Many antivirus programs automatically offer comprehensive protection in their free versions. However, you usually have to pay a fee to benefit from the full range of service. You can save money here by opting for offers that often cover even multiple devices across operating systems.

Disable file and folder sharing

Many public WiFi networks are configured so that the connected devices are visible within the network. If this is the case, other participants can access shared areas of your device. So before you log into a public network, you should disable all file and folder sharing.

Windows 10, for example, also lets you device whether you are on a public or private network. Select “Public network” to limit your visibility by default.

Disable automatic WiFi connection

Most WiFi-enabled devices can be set to automatically connect as soon as there is a strong enough signal. With this option, you avoid having to manually re-login your smartphone, tablet, or similar device every time you move from one hotspot to the next. On the other hand, you give up control over where you log in. This makes it possible to connect to an unstable or even malicious network. To be on the safe side, you should disable the automatic WiFi connection.

By the way: smartphones and other mobile-capable devices almost always have the option of automatically switching from mobile date traffic to WiFi when available. You should deactivate this as well.

Opt for encrypted networks

Internet access that is encrypted according to the WPA or WPA2 standard generally offers higher security. This is therefore also the first choice for public WiFi. However, if unencrypted WiFi is the only thing available, at least make sure there is a verifiable login or registration process.

Maintain caution while banking and shopping online

When you bank online, you share a lot of sensitive information. This includes access codes, account data and insights into financial transactions. This is only recommended if the highest security standards are in place. You should therefore avoid online banking in unencrypted WiFi zones. Still, special caution is also advisable for encrypted networks. First of all, you should be sure that you are not connected to a fake network. It’s best to additionally secure your device with a VPN when banking online. Also, make sure that non one has the opportunity to view your entries for, example, by looking over your shoulder.
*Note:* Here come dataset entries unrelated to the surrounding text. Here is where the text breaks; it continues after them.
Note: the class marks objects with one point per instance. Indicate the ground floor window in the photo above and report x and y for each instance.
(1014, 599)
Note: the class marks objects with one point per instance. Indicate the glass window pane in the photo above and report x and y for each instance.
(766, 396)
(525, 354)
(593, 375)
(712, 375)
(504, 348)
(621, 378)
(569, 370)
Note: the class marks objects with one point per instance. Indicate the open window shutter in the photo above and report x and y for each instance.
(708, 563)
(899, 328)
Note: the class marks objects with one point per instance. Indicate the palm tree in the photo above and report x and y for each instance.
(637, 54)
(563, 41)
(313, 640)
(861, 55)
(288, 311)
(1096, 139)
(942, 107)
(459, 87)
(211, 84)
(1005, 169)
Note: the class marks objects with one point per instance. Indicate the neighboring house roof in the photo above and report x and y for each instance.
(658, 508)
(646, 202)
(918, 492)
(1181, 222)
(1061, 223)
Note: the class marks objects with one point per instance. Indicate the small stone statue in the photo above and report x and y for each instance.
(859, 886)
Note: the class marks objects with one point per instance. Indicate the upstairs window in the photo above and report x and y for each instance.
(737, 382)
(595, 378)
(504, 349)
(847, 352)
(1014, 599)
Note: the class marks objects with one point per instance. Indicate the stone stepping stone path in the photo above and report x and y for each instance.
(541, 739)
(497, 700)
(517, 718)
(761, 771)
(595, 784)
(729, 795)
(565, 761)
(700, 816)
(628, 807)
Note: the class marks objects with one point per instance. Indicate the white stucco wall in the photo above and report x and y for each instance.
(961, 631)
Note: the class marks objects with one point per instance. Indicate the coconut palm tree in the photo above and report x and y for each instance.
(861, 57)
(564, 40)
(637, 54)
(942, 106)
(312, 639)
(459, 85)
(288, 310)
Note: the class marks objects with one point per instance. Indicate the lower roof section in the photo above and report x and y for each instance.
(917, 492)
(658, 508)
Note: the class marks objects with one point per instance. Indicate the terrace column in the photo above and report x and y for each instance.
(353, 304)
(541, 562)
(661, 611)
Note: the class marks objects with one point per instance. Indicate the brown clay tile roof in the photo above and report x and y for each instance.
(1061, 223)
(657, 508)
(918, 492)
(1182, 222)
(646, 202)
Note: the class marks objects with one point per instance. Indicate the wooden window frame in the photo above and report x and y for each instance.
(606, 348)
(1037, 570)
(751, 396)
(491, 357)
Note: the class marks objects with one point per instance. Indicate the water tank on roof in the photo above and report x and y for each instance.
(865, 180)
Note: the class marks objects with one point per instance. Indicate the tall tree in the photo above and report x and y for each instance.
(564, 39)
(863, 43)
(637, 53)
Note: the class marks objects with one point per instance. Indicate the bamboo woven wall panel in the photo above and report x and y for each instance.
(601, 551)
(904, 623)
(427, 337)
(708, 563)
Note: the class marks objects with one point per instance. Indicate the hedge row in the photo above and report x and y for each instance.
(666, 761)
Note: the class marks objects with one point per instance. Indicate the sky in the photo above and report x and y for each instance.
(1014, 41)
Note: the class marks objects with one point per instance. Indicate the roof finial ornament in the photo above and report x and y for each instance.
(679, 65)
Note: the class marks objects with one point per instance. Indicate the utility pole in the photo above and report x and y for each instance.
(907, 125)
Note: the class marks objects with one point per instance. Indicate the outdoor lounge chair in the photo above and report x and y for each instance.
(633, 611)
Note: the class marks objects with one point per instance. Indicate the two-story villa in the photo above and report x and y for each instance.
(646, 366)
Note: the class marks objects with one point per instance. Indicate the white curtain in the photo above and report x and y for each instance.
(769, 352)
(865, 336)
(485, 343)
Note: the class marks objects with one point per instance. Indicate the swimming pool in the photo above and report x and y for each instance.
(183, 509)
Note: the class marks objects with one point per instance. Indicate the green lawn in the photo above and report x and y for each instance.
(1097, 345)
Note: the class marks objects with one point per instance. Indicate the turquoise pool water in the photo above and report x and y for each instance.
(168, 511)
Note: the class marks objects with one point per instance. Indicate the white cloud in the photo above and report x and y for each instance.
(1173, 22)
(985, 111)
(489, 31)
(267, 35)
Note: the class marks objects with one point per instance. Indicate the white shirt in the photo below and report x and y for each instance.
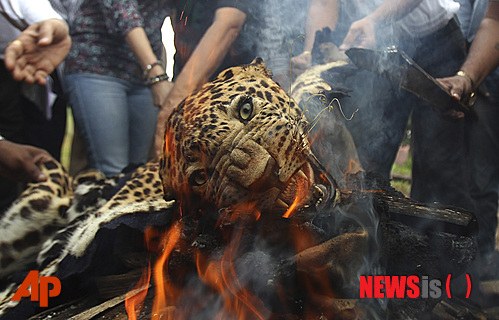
(22, 13)
(16, 15)
(428, 17)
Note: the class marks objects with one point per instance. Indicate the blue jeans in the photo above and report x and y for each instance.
(117, 120)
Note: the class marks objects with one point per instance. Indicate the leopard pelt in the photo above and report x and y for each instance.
(239, 139)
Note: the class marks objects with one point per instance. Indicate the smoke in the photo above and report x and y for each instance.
(271, 30)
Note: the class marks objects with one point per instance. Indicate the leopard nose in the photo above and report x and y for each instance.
(269, 177)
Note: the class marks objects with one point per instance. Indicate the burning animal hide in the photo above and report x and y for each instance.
(258, 229)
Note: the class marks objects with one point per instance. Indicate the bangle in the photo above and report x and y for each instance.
(156, 79)
(152, 65)
(463, 74)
Admittedly, verifying transactions using mTAN can sometimes be annoying, but it also noticeably increases security for critical transactions, such as online banking.  (Image: Christian Wiediger)
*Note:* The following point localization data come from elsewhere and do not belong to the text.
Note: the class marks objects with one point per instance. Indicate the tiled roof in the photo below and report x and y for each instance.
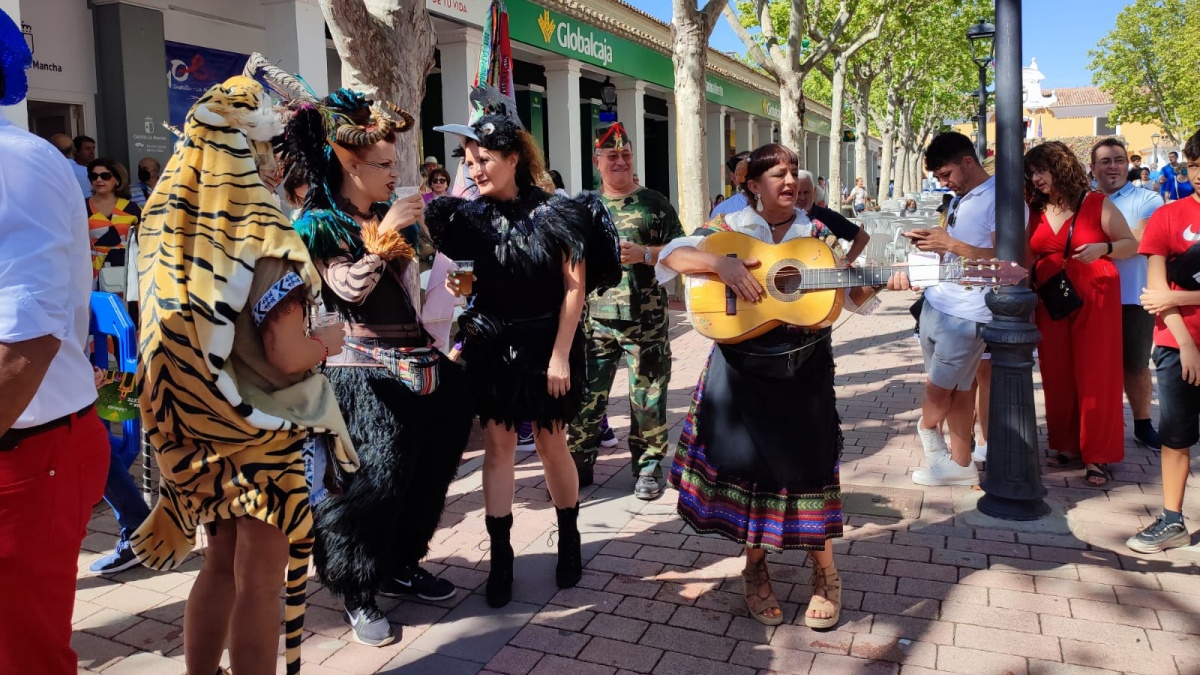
(1069, 96)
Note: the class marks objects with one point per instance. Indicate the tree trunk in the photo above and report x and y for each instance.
(837, 113)
(888, 135)
(387, 51)
(690, 29)
(791, 119)
(861, 105)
Similar security measures are also required when shopping online. Numerous providers offer you the option of additional security via a mobile transaction authentication number (2FA) for both banking and shopping. For each transaction, you receive a security code via secondary channel that you specify in advance. For example, while you are making a transfer or a purchase online on your tablet, a verification code is sent to your smartphone. Without it, you can’t confirm your action. So if someone has hijacked your account, at least they won’t be able to make transactions—unless they also have access to your mobile phone.

Don’t leave devices unattended

Obviously, if you are in a public area, you should not leave your devices unattended. A few seconds are long enough to capture screen content. Therefor, set up reliable screen locks.

Delete known networks

It is just as important to delete connection data of visited public networks after logging out as it is to prevent an automatic WiFi connection. You will have to enter them again when you access the network later. However, it makes sense to do so because cyber criminals can easily set up a malicious hotpot with connection information that is identical to any data you may have saved.

Conclusion

As convenient as public WiFi networks are, they are rife with rusk. However, the use of a VPN and an up-to-date antivirus program, as well as a few precautionary measures, can protect you effectively. It’s a small effort that pays off.